Un jeu d’origine allemande qui, un mois après sa mise en ligne en France, suscite une grosse controverse.
 
Nous avons voulu en savoir plus en interrogeant Jean-Baptise Bertrand, porte-parole de Farbflut Entertainment, éditeur de Clodogame
 
« Depuis ton arrivée sur le trottoir, des années se sont écoulées et tu as oublié la personne que tu étais autrefois. Deviens le clochard le plus talentueux de Paris et installe-toi à Versailles ! » annonce le site sur sa home.

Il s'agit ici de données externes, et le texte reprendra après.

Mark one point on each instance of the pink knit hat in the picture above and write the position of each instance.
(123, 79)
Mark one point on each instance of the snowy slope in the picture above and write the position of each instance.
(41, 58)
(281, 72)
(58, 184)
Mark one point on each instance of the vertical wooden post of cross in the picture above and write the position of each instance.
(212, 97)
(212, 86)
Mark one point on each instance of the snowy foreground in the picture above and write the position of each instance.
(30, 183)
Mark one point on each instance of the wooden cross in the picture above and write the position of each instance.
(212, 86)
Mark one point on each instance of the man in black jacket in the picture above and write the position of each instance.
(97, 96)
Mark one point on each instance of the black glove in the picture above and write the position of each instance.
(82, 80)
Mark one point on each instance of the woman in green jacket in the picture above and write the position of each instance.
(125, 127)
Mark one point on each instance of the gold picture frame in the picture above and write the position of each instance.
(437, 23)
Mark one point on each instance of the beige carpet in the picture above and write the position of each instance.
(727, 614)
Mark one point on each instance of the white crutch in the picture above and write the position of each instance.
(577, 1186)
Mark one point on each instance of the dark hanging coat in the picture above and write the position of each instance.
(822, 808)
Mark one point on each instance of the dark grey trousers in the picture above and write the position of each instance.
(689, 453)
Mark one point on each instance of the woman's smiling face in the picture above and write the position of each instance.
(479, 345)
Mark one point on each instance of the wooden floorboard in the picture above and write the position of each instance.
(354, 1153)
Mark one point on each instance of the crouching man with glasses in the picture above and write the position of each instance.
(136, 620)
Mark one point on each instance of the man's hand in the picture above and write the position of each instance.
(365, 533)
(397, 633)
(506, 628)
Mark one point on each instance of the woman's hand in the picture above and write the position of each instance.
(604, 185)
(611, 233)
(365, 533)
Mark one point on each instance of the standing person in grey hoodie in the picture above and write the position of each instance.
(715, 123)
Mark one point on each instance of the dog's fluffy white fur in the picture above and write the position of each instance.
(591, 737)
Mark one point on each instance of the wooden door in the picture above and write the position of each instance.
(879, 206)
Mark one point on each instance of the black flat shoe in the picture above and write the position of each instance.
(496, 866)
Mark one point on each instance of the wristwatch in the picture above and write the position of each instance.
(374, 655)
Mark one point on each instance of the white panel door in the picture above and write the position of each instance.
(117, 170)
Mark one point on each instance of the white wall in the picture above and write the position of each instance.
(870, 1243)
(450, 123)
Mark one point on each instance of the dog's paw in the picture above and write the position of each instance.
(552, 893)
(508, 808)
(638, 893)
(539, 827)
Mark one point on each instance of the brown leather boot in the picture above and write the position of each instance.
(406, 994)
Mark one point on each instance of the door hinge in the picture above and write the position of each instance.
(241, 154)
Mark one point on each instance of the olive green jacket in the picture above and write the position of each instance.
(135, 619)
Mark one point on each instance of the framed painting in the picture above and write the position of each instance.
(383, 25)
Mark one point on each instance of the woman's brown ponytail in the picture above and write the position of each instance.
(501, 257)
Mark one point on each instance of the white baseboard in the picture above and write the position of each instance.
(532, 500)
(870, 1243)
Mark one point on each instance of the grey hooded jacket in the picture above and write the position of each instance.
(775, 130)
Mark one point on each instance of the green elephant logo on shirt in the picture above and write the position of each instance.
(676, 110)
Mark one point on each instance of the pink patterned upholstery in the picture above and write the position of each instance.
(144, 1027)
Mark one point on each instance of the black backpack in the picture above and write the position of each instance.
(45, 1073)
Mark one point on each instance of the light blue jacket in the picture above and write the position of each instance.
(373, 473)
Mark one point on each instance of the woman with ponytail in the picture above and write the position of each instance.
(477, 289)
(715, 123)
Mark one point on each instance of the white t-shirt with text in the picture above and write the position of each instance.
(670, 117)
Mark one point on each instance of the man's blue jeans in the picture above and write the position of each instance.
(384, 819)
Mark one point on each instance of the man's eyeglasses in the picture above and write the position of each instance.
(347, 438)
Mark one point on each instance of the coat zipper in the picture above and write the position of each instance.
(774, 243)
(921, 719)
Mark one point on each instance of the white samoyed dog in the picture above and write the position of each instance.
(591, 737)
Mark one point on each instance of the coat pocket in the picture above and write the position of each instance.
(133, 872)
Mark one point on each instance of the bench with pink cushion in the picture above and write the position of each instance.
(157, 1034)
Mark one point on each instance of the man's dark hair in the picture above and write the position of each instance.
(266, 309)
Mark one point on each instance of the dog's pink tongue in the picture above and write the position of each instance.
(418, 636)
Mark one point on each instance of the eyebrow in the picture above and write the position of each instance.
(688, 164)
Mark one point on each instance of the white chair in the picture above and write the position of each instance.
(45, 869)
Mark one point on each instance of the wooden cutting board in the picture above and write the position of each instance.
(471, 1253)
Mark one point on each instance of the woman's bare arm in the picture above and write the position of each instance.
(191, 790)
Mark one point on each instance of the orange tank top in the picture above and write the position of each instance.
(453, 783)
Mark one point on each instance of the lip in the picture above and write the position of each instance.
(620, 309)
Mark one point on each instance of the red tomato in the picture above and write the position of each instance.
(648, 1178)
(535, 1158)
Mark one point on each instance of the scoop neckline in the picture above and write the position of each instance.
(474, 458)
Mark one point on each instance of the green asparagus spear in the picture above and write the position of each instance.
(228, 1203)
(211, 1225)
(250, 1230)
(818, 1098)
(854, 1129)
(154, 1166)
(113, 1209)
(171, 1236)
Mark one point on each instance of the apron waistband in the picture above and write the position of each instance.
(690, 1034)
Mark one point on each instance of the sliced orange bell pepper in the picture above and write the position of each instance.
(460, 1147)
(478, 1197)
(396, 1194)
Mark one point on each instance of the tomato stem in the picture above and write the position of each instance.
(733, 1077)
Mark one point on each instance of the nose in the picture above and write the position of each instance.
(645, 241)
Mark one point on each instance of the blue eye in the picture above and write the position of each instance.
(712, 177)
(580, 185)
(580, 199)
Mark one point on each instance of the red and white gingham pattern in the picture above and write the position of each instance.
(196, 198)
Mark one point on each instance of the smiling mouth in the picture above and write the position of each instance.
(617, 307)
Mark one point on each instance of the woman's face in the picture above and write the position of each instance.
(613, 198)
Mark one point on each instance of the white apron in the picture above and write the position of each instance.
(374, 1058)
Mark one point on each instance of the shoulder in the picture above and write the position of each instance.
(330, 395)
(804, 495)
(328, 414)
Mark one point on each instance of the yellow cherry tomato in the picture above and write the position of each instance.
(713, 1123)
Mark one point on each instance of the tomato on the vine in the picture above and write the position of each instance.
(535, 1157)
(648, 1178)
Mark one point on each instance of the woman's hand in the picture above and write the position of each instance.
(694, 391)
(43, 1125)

« Pour y arriver, tous les moyens sont bons », précise le Parisien : « Le king des trottoirs » devra « collecter des tickets de métro », « apprendre à jouer d’un instrument », s’en mettre « plein les poches » en mendiant , « attaquer d’autres sans-logis », remporter des combats d’animaux, garder sa « conso de boissons à l’œil ». Enfin, « pour s’enrichir, le personnage est invité à devenir un « pickpocket hors pair », à « voler une machine à bonbons, à taper la thune de la dame pipi, à se faire une laverie automatique... ».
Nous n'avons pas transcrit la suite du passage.